In the 2006 study, 34% used the print version only, 5% the website version only and 4% used both. In 2008, the print only number shrank alarmingly to 25%, the web only number rose to 9% and the number of those using both moved up one click to 5%.

The bad news continues when looking at the demos. Newspapers in 2008 still enjoyed 55% penetration among those born prior to 1946, with 52% wanting a paper version to hold. Contrast that with those born in 1977 or later (Generation Y), where total penetration amounts to barely a quarter of the demo at 27%. Only 16% touch paper, and with 14%, the preference for a newspaper’s website over the print version is almost at par.
Overall newspaper use for Generation X (1965-1976) is a weak 33%, and also shows web users (18%) catching up to print users (21%).

Newspapers have a total 42% penetration among Boomers (1946-1964), with print retaining a healthy advantage over web uses by a 34%-14% margin.

Print use is down in all categories, and web-only use is up in all, even among the old-timers, who went from 1% to 3% in that category from 2006 to 2008.

Although the online numbers could be taken as a positive sign, there is more bad news from Pew. The study found that only 13% of individuals looking for news on the internet head directly to a newspaper website. That compares to 28% who mentioned Yahoo, 19% who mentioned MSN, and 17% who mentioned CNN. Many do wind up reading newspaper stories by following links discovered elsewhere from the newspaper’s own site.
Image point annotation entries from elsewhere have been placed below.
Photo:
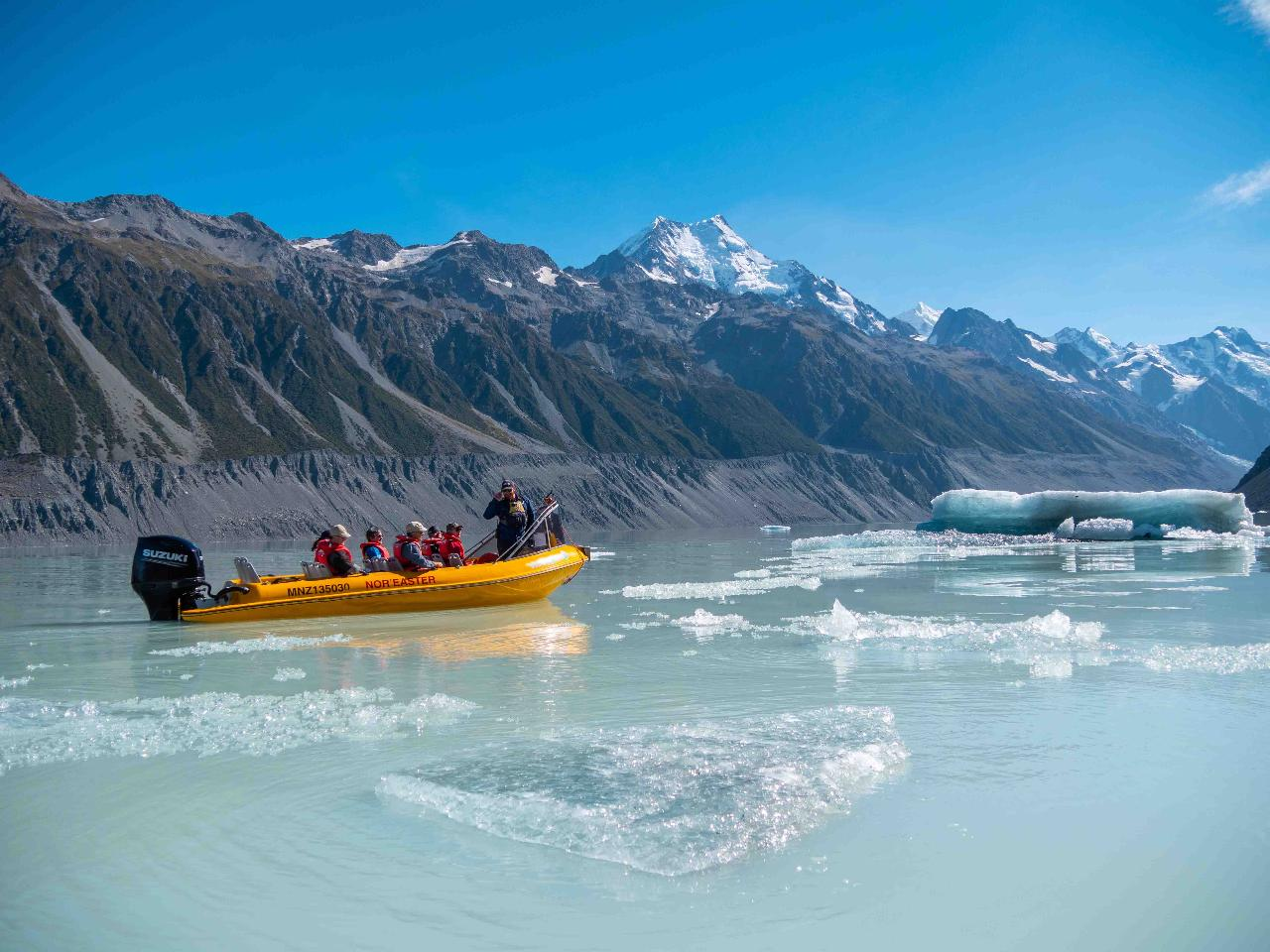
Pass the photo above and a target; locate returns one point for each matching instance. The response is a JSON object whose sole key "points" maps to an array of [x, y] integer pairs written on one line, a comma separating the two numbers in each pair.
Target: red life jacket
{"points": [[453, 544]]}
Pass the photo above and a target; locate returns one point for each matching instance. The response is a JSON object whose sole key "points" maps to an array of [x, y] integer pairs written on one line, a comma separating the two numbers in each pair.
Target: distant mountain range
{"points": [[136, 330], [1216, 386]]}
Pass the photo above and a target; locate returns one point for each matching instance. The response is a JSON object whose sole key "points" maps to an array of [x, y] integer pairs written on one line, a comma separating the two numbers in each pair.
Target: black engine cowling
{"points": [[166, 569]]}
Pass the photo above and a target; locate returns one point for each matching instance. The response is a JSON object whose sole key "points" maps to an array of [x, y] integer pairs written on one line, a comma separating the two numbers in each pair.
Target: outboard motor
{"points": [[166, 569]]}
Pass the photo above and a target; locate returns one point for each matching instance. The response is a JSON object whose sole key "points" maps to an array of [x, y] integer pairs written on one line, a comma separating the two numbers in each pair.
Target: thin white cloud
{"points": [[1256, 13], [1243, 188]]}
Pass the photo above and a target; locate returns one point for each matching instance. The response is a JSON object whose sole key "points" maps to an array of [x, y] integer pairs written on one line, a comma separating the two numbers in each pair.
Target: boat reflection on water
{"points": [[536, 629]]}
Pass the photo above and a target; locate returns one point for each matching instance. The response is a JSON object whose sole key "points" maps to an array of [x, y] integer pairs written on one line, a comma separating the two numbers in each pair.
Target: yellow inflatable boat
{"points": [[168, 575]]}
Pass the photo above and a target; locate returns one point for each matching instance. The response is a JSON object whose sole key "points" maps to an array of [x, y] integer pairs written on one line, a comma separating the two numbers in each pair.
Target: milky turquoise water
{"points": [[984, 744]]}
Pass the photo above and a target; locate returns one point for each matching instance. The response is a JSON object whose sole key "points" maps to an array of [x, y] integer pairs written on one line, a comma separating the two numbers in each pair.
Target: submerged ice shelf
{"points": [[668, 800], [1092, 516]]}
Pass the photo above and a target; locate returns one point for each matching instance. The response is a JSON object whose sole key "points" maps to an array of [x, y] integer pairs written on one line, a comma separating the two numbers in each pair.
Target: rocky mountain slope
{"points": [[1255, 486], [157, 344]]}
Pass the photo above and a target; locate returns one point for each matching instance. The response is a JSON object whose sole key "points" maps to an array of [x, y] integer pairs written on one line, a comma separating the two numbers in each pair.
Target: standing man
{"points": [[515, 516]]}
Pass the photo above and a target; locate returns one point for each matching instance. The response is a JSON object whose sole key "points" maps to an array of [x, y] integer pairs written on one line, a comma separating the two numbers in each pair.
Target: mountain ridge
{"points": [[140, 331]]}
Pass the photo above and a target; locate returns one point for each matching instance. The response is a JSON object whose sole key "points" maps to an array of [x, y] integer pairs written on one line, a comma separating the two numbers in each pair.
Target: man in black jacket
{"points": [[515, 516]]}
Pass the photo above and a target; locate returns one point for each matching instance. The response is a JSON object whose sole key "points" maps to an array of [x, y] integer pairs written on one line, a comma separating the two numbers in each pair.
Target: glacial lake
{"points": [[710, 742]]}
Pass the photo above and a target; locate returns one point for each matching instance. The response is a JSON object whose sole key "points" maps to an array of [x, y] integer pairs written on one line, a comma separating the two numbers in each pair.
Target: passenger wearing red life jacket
{"points": [[329, 549], [452, 546], [409, 548], [373, 547], [434, 543]]}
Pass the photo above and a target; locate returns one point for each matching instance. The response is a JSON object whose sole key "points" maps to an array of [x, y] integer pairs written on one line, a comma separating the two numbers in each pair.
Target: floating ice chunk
{"points": [[719, 589], [1209, 658], [246, 647], [705, 626], [1100, 530], [988, 511], [46, 731], [1055, 630], [666, 800], [1051, 667]]}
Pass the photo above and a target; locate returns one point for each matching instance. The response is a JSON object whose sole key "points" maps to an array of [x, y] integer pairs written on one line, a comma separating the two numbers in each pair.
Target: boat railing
{"points": [[535, 529]]}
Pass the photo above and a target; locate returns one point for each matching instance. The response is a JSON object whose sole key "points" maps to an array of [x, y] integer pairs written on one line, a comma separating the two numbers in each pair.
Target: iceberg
{"points": [[1087, 515]]}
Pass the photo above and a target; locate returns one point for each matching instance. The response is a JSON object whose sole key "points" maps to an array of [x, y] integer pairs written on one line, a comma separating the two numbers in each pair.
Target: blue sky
{"points": [[1052, 163]]}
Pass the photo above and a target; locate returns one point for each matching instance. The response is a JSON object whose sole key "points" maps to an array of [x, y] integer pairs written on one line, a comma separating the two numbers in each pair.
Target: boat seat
{"points": [[314, 571], [246, 571]]}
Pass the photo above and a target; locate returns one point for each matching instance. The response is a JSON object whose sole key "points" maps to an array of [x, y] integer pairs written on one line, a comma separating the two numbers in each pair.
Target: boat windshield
{"points": [[545, 532]]}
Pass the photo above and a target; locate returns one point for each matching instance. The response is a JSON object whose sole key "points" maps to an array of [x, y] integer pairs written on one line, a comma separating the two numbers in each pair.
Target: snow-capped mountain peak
{"points": [[710, 252], [922, 318], [1093, 344]]}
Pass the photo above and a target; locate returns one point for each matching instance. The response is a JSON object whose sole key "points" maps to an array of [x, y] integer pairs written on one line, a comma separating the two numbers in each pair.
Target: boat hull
{"points": [[526, 579]]}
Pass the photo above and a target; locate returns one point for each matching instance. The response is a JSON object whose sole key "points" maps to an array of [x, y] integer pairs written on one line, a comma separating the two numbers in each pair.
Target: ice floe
{"points": [[719, 589], [1047, 645], [35, 731], [705, 626], [246, 647], [666, 800], [1209, 658], [991, 511]]}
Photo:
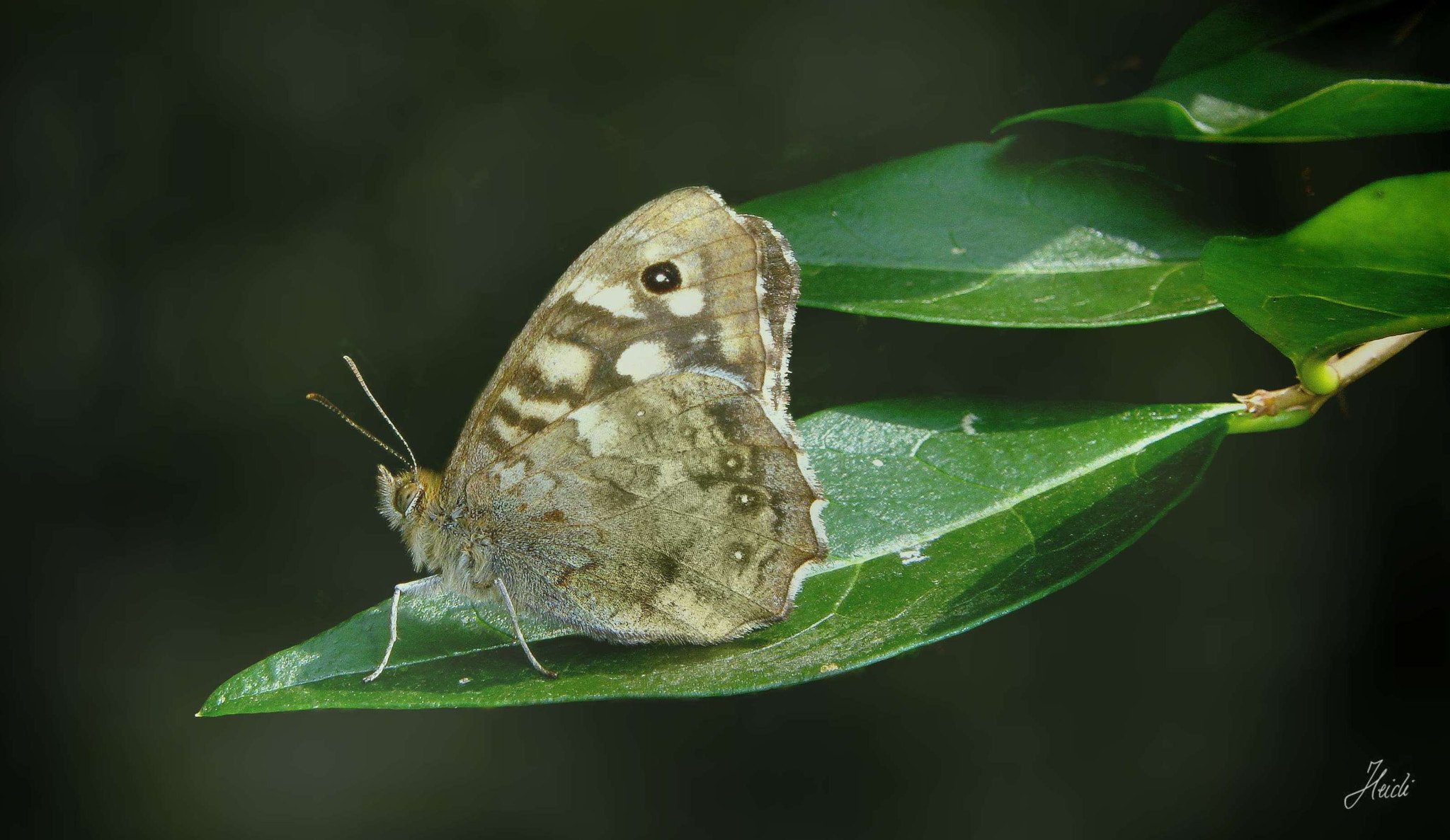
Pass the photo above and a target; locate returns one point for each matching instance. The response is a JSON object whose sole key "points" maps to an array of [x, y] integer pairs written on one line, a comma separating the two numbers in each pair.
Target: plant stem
{"points": [[1292, 406]]}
RBR/TVBR observation: Newspaper and broadcast have always been the Tom and Jerry of the local advertising wars, so the massive problems afflicting newsprint right now should be providing a natural vacuum which broadcasters should be able to swoop into and exploit. This is especially true when looking at age groups – the younger the target group, the more opportunity for newspaper’s competitors.

You can almost think of it as competing against the market’s Adult Standards station.

The problem, of course, is that broadcasters are facing some steep speed bumps of their own right now, and they are also most acute in the younger demos. But any station, radio or television, which can find a viable path into the hearts and minds of anybody under the age of 55 has a massive potential audience to exploit -- and sell.